[PATCH v3 0/7] hugetlbfs memory HW error fixes

“William Roche <william.roche@xxxxxxxxxx> · Mon, 25 Nov 2024 14:27:11 +0000

From: William Roche <william.roche@xxxxxxxxxx>

Hi David,

Here is an new version of our code, but I still need to double check
the mmap behavior in case of a memory error impact on:
- a clean page of an empty file or populated file
- already mapped using MAP_SHARED or MAP_PRIVATE
to see if mmap() can recover the area or not.

But I wanted to provide this version to know if this is the kind of
implementation you were expecting.

And here is a sligthly updated description of the patch set:

 ---
This set of patches fixes several problems with hardware memory errors
impacting hugetlbfs memory backed VMs. When using hugetlbfs large
pages, any large page location being impacted by an HW memory error
results in poisoning the entire page, suddenly making a large chunk of
the VM memory unusable.

The main problem that currently exists in Qemu is the lack of backend
file repair before resetting the VM memory, resulting in the impacted
memory to be silently unusable even after a VM reboot.

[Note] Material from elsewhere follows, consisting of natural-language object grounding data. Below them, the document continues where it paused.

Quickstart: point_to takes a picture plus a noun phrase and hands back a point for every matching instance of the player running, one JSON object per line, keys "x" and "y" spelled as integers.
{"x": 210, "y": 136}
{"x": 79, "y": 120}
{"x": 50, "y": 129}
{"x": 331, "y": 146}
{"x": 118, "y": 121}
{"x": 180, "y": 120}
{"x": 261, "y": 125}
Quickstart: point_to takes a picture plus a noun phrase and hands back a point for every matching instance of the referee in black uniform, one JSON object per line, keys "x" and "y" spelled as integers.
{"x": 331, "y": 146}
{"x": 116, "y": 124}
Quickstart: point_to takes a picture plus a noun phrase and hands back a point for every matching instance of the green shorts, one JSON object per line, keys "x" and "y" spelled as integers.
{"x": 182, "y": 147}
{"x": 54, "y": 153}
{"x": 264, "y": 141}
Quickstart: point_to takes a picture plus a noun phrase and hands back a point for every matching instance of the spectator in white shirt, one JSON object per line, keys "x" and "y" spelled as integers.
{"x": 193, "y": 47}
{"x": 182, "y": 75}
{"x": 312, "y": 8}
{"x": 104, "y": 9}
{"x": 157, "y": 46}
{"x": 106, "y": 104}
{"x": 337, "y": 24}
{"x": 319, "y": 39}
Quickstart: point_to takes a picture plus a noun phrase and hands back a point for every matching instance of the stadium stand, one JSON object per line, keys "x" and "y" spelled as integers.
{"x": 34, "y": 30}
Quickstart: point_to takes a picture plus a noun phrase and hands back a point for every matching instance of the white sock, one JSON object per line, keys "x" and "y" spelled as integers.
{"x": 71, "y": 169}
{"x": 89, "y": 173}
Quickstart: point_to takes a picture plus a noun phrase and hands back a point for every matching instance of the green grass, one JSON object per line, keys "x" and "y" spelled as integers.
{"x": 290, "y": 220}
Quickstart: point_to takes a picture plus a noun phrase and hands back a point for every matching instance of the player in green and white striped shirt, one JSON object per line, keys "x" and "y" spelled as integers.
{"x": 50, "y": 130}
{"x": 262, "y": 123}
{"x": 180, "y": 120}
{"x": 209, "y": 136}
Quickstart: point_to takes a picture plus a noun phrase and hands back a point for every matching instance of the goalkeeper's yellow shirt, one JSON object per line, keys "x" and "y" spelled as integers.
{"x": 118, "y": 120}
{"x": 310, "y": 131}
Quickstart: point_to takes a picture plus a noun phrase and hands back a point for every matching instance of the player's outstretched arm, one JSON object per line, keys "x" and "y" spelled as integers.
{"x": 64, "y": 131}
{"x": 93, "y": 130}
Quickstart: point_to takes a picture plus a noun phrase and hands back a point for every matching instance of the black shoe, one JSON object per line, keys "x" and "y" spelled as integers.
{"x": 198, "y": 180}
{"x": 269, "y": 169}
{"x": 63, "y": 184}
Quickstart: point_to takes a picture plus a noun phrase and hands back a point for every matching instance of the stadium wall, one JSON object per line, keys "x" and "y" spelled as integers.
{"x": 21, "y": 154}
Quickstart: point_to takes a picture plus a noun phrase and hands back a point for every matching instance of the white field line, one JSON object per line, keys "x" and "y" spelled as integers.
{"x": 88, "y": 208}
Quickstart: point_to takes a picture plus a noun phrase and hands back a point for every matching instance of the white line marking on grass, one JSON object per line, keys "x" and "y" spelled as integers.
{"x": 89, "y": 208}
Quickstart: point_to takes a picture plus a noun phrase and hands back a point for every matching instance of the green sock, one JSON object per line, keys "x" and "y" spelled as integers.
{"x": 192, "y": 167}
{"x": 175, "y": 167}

In order to fix this issue, we take into account the page size of the
impacted memory block when dealing with the associated poisoned page
location.

Using the page size information we also try to regenerate the memory
calling ram_block_discard_range() on VM reset when running
qemu_ram_remap(). So that a poisoned memory backed by a hugetlbfs
file is regenerated with a hole punched in this file. A new page is
loaded when the location is first touched.

In case of a discard failure we fall back to unmap/remap the memory
location and reset the memory settings.

We also have to honor the 'prealloc' attribute even after a successful
discard, so we reapply the memory settings in this case too.

This memory setting is performed by a new remap notification mechanism
calling host_memory_backend_ram_remapped() function when a region of
a memory block is remapped.

We also enrich the messages used to report a memory error relayed to
the VM, providing an identification of memory page and its size in
case of a large page impacted.
 ----

v2 -> v3:
. dropped the size parameter from qemu_ram_remap() and determine the page
  size when adding it to the poison list, aligning the offset down to the
  pagesize. Multiple sub-pages poisoned on a large page lead to a single
  poison entry.

. introduction of a helper function for the mmap code

. adding "on lost large page <size>@<ram_addr>" to the error injection
  msg (notation used in qemu_ram_remap() too ).
  So only in the case of a large page, it looks like:
qemu-system-x86_64: Guest MCE Memory Error at QEMU addr 0x7fc1f5dd6000 and GUEST addr 0x19fd6000 on lost large page 200000@19e00000 of type BUS_MCEERR_AR injected

. as we need the page_size value for the above message, I retrieve the
  value in kvm_arch_on_sigbus_vcpu() to pass the appropriate pointer
  to kvm_hwpoison_page_add() that doesn't need to align it anymore.

. added a similar message for the ARM platform (removing the MCE
  keyword)

. I also introduced a "fail hard" in the remap notification:
  host_memory_backend_ram_remapped()

This code is scripts/checkpatch.pl clean
'make check' runs fine on both x86 and Arm.

David Hildenbrand (3):
  numa: Introduce and use ram_block_notify_remap()
  hostmem: Factor out applying settings
  hostmem: Handle remapping of RAM

William Roche (4):
  hwpoison_page_list and qemu_ram_remap are based of pages
  system/physmem: poisoned memory discard on reboot
  accel/kvm: Report the loss of a large memory page
  system/physmem: Memory settings applied on remap notification

 accel/kvm/kvm-all.c       |   2 +-
 backends/hostmem.c        | 189 +++++++++++++++++++++++---------------
 hw/core/numa.c            |  11 +++
 include/exec/cpu-common.h |   3 +-
 include/exec/ramlist.h    |   3 +
 include/sysemu/hostmem.h  |   1 +
 system/physmem.c          |  90 +++++++++++++-----
 target/arm/kvm.c          |  13 +++
 target/i386/kvm/kvm.c     |  18 +++-
 9 files changed, 227 insertions(+), 103 deletions(-)

-- 
2.43.5